21 July 2009

learning pohnpeian

we're language learning right now, studying pohnpeian. its so different from any european language, i don't know how to describe it. some interesting highlights, though:

-the english-based words are very telling of the history here. words like rice and donuts (rahs, dohnud) are obvious adaptions, but also words like school and week (sakul, wiehk). in fact, most time-related words are obviously from english, spanish, or german. also there are no words for extended family members (aunt, uncle, cousin, etc) - when they distinguish those relationships from mom/dad/sibling, they use the english word.

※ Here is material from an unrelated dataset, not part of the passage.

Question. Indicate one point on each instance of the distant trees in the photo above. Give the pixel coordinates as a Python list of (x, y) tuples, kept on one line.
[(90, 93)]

-there are at least seven ways of counting, depending on what you're counting. (one for just counting, one for counting days, one for counting things that are long and skinning, one for counting things that are alive, one for counting people, etc.) i understand there are plenty more.

-there are actually three languages here. the low language (which we're mostly learning), the high language (which you are supposed to use to speak to people older than you), and a high high language used only when speaking to the king. people learn all three, and there are different words for everything.

-so far we've learned fifteen ways of saying possessives (my/your/his/hers/etc), depending on what you're possessing. one is for foods and one is for drinks, but the rest don't seem to have any discernible pattern. i think it may have to do with the concept of shared ownership. for example, 'my arm' can't be shared, but 'my book' definitely can, and 'my son' most usually is. a bit tricky.

its a difficult language to learn because there are no fast rules. our teacher's words were actually "we don't have grammar like you do in english". so we're practicing, and hoping for the best. thankfully the pohnpeians are incredibly friendly and very encouraging. it would be very easy to get by with english only here, but i'm going to do my best to learn.


Ellen said...

Seven ways of counting?!? How many have you mastered so far?
Hope your classes are going well so far. The workload at the beginning can be tough! Wishing you all the best! Love all the photos!

Sachi said...

Haha, this sounds a lot like japanese. All the different ways of counting, the different grammar and vocabulary usages when you're talking to people of different ranking. Very complicated. I feel your pain.